The project targeted two supermassive black holes residing at the center of different galaxies.
The researchers carrying out the project obtained the first set of data in April 2017 using telescopes in the US states of Arizona and Hawaii as well as in Mexico, Chile, Spain and Antarctica. Later, telescopes in France and Greenland were added to the global network that created a planet-sized observational dish.
What are Black Holes? |
Black holes are objects so dense that no matter and not even light can escape their gravity, and since nothing can travel faster than light, nothing can escape from inside a black hole, making them extraordinarily difficult to observe. However, a black hole exerts the same force on something far away from it as any other object of the same mass would. Black holes are of different sizes and are formed when very massive stars collapse at the end of their life cycle. Black holes can be small like an atom, or big like a large mountain. A black hole's horizon is the point of no return beyond which stars, planets, gas, dust and all forms of electromagnetic radiation get swallowed into oblivion. Types of Black holes There are basically three types of black holes: stellar, supermassive, and miniature black holes. Stellar black holes are formed when a massive star collapses. Supermassive black holes are equivalent to billions of suns, and expected to exist in the centres of most galaxies, including Milky Way galaxy. Miniature black holes are assumed to have been formed shortly after the “Big Bang”, which is predicted to have started the universe 13.7 billion years ago. |
Black hole’s image may question Albert Einstein's Theory of General Relativity
This first ever picture of a black hole would be a landmark achievement in the field of astrophysics that may question Albert Einstein's Theory of General Relativity. This outcome will test the theory put forward by Einstein in 1915 to explain the laws of gravity and their relation to other natural forces.

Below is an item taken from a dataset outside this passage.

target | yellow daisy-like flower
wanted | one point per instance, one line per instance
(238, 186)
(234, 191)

Einstein's theory allows scientists to predict the size and shape of a black hole and if the prediction turns out to be wrong, the theory may require rework.
Black hole at the centre of Milky Way Galaxy
In 2017, the journal “Nature Astronomy” published the discovery of a giant black hole ‘Sagittarius A*’, nearly 100000 times the mass of the sun near the heart of the Milky Way Galaxy. The black hole was found hiding in a huge cloud of molecular gas called CO–0.40–0.22.
The hole is thought to possess 4 million times the mass of the Sun and is located some 26,000 light years from the Earth.
Story 2: FTII announces course in Film Criticism and Art of Review |
The Film and Television Institute of India (FTII) on April 10, 2019 announced a course in Film Criticism and the Art of Review for the first time.
This 20-day Course would be conducted from May 28 to June 19, 2019 in Delhi in association with Indian Institute of Mass Communication (IIMC), Delhi.
Highlights of the course
• The course meets a long-standing demand of cinema critics, film reviewers, film bloggers, research scholars, film academics and anyone who has more than ordinary interest in cinema.
• During the course, one will be provided with the tools to know how to ‘read’ a film in order to review it.
• It will provide a basic grounding in the discipline of Film Criticism and train the participants into becoming serious viewers of Cinema.
• The course includes the study of significant films in the history of cinema through the prism of critical thinking.
• The Course is open to all with no age bar.
• The course would be led by Bhopal-based filmmaker, Rajula Shah, an FTII alumnus. She studied film direction at FTII from 1997 to 2000.
• The Course is being conducted under FTII's countrywide film education initiative ‘SKIFT’ (Skilling India in Film and Television).
Film and Television Institute of India (FTII)
• Established in 1960, FTII is considered as a premier institute for training in Cinema and Television.
• It is an autonomous institute under the Union Ministry of Information and Broadcasting and is aided by the Central Government.
• It is situated on the premises of the erstwhile Prabhat Film Company in Pune.
• FTII is a member of the International Liaison Centre of Schools of Cinema and Television (CILECT), an organisation of the world's leading schools of film and television
• It has been accorded the status of Institute of National Importance by the Union Government.
• It boasts of notable alumni such as Naseeruddin Shah, Shabana Azmi, Om Puri, Jaya Bachchan, among others.